Football is ingrained in British culture and for many households it has even become a way of life, but the brilliance of this book is that not only will the pages be devoured by ‘footie families’ across the country but literally anyone can enjoy it.

The images are colourful and the layout reminiscent of a comic book; a style very much in keeping with Brassey’s previous non-fiction books for children, which include The Story of the Olympics, Nessie and the Loch Ness Monster and the Tes/Saltire Society Award-winning The Story of Scotland.

The pages are jam-packed with information about the iconic tournament and all the wonderful stories that have surrounded the Jules Rimet Trophy over the years, from Pickles the dog discovering it under a holly bush in 1966 to the novelty of Chris Waddle’s questionable mullet in the 80’s. This book also really excels in the picture/words balance, where despite being a never-ending lagoon of historical fact, the humour retains enough simplicity to encourage youngsters to read independently.

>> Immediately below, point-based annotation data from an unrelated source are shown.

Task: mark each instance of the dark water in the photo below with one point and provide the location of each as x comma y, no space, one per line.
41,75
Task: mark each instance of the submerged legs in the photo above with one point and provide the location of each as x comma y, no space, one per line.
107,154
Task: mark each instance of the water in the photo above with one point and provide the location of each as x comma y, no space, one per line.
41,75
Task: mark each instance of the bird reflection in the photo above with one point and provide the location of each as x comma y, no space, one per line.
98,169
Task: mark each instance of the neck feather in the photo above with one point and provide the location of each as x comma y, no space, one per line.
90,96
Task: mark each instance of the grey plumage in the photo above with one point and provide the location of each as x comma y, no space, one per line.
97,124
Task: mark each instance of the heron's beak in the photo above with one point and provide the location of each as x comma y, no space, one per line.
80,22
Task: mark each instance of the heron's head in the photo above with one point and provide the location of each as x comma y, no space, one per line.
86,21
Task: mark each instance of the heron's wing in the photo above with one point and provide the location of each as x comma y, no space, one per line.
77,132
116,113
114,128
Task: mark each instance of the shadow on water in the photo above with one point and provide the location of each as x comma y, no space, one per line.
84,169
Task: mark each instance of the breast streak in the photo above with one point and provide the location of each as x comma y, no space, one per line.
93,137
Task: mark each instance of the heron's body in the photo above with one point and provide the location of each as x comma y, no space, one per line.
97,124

This book could really inspire a great connection between parents and their little ones – if they already love their football then not long after reading this, you’ll have them bombarding you with questions about whether you remember Roberto Baggio or recall when Maradona scored that infamous ‘Hand of God’ goal against England in 1986. Boys in particular seem to have an affinity for facts and this interaction could be a learning experience for you all. Not to mention, for those parents who aren’t as comfortable reading the generic topics usually found in children’s picture books, this might be a pretty useful starting point.

Perfect for reluctant readers, perhaps especially those young lads who are ‘too cool to read’ – The Story of the World Cup has achieved that great blend of warm visuals and educational value. The World Cup may not officially begin until June 12th with Brazil hosting Croatia, but as far as I’m concerned, this book signals that the countdown has already begun.